Paylaş
Maçtan önce, Londra’daki terör saldırısında hayatını kaybedenlerin anısına bir dakikalık saygı duruşu yapılacağı bildirilmiş ama Suudi Arabistanlı yetkililer “Bizim kültürümüzde böyle bir şey yok” diyerek saygı duruşuna katılmayı reddetmişler.
Nitekim, maçtan önce hakem saygı duruşunu başlattığında Avustralyalı oyuncular orta yuvarlak çizgisi üzerinde saygı duruşunda bulunurlarken, Suudi futbolcular dağınık şekilde sahada geziniyorlar, birtakım hareketler yapıyorlar.
Suudilerin sözünü ettikleri kültür, İslam ise ölüleri saygıyla anmanın neresi bu kültürün içinde yer almıyor merak ettim.
Yok, Bedevi Arap kültüründen söz ediyorlarsa, onlar da ölülerini bir şekilde anıyor olmalılar, saygı duruşu sırasında onu yapabilirlerdi.
Ama hayır, tam tersine saygısızca hareket edip ortalıkta dolanıyorlar. Sanki “Sizin acınızdan, ölülerinizden bize ne” der gibi bir havaları var. İnternette videosu var, izleyebilirsiniz.

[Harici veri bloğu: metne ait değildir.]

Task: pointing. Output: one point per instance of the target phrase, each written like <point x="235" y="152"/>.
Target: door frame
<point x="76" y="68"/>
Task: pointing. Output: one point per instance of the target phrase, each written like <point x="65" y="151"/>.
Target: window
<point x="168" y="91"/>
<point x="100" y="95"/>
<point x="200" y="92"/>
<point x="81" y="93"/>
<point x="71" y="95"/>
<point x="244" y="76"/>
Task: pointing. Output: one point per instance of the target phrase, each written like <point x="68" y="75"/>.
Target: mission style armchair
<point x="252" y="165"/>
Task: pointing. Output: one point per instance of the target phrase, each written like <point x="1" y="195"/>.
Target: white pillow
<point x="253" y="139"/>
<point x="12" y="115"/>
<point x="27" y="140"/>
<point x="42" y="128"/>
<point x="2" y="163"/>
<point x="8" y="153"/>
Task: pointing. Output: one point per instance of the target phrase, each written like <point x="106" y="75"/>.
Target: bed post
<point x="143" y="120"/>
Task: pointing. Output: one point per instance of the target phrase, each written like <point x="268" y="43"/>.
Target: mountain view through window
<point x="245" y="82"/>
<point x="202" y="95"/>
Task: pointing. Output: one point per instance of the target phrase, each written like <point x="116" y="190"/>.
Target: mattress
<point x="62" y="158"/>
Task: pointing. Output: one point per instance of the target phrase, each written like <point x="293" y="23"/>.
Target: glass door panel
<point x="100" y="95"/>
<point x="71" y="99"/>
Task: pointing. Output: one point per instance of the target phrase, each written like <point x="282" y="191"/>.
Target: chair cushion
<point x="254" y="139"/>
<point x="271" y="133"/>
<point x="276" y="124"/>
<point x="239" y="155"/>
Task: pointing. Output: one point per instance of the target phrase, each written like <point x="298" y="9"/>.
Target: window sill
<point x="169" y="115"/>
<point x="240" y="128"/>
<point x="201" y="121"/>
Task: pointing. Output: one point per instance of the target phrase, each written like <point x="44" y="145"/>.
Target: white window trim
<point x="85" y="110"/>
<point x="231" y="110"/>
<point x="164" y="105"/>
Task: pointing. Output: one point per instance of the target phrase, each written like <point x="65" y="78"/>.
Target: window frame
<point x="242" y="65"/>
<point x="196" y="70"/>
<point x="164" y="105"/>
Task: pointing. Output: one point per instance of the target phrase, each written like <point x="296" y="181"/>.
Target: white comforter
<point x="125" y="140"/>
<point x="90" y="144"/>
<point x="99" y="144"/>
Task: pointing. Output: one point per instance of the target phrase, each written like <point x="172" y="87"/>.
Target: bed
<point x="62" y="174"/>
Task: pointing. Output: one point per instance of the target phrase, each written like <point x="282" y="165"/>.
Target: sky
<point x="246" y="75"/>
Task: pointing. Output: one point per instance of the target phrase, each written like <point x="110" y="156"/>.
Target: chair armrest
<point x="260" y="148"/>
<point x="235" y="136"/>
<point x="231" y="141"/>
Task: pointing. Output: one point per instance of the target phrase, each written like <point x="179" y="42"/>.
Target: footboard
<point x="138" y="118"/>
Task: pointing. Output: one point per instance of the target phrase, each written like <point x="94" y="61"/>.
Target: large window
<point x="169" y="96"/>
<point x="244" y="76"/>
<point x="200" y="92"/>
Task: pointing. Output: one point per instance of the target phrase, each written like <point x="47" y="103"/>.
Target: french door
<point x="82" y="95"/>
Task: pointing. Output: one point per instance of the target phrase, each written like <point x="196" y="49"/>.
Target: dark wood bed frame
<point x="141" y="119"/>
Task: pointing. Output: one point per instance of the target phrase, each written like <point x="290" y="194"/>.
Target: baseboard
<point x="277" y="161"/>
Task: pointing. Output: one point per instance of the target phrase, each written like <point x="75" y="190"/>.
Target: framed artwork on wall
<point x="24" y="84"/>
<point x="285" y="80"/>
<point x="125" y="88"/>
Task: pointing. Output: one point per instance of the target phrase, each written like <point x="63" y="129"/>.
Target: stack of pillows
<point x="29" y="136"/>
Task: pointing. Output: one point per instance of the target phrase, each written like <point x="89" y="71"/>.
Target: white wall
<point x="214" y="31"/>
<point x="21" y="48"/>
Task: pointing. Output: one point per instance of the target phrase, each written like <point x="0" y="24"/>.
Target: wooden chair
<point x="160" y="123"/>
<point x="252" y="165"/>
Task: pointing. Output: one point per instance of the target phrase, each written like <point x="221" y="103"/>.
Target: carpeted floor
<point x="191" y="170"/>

İslamofobi, ırkçı–dinci Batılı politikacıların fitilini ateşlediği bir durum ve Batılı bir kısım medya ile bazı Hollywood filmlerinin katkısıyla büyüdü.
Boğazı vahşice kesilen insanların görüntülerinin yarattığı dehşet duygusunu, her gün bir yerlerde İslam adına patlayan bombaları da ihmal etmeyelim.
İslamofobiyi böylesine yaygınlaştıran nedenlerden en önemlisi de bu zaten.
Evlerinin huzurlu ortamında yaşarken, dünyada olup bitenlerle tek ilişkisi televizyonlardaki bir–iki dakikalık haber filmlerinden ibaret olan insanların gördüklerinden etkilenmelerini önlemek bir tek şekilde mümkün:
Normal Müslümanların, o vahşi tiplerden farklı olduklarını, onlar gibi olmadıklarını, onlar gibi düşünüp yaşamadıklarını göstermek.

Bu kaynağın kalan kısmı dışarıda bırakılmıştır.